At 256 GPUs and above, InfiniBand is effectively mandatory for distributed training. The communication-to-computation ratio at this scale makes every microsecond of collective latency visible in the wall-clock time. Adaptive routing and congestion control in InfiniBand fabrics handle the traffic patterns of large-scale all-reduce far more gracefully than ECN-based congestion management in Ethernet. RoCE fabrics at 256 GPUs suffer from tail latency spikes that cause stragglers, where a single slow node holds up the entire synchronous training step. InfiniBand's credit-based flow control virtually eliminates this problem. The throughput gap at 256 GPUs widens to 30 to 40 percent in favor of InfiniBand, making Ethernet a false economy at this tier. For teams assembling a GPU cluster of this size, choosing the right hardware generation matters just as much as the interconnect, and the two decisions should be made together.
Inference is a different story entirely. Inference workloads are embarrassingly parallel across requests and do not require tight inter-node communication. A well-tuned Ethernet fabric is perfectly adequate for serving, even at hundreds of GPUs, because each request is typically handled by a single node or a small tensor-parallel group. Spending on InfiniBand for an inference-only gpu cloud computing deployment is almost never justified unless that same cluster also handles training jobs. Teams running multi-provider strategies often split their inference traffic across Ethernet-connected bare metal gpu nodes at multiple partners while concentrating training workloads on a single InfiniBand-connected GPU cluster.

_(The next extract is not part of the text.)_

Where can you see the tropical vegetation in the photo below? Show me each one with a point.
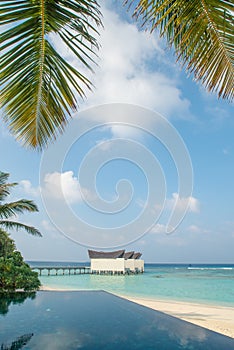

The lesson from provisioning hundreds of clusters across our partner network is that the interconnect decision is a function of scale and workload, not a blanket preference. Below 64 GPUs, start with Ethernet and invest the savings in more compute. At 64 GPUs and above for training, InfiniBand pays for itself in reduced GPU-hours. At 256 GPUs and above, do not even consider Ethernet for training workloads. The numbers make the decision straightforward once you stop treating interconnect as a line item and start treating it as a throughput multiplier for your GPU cluster.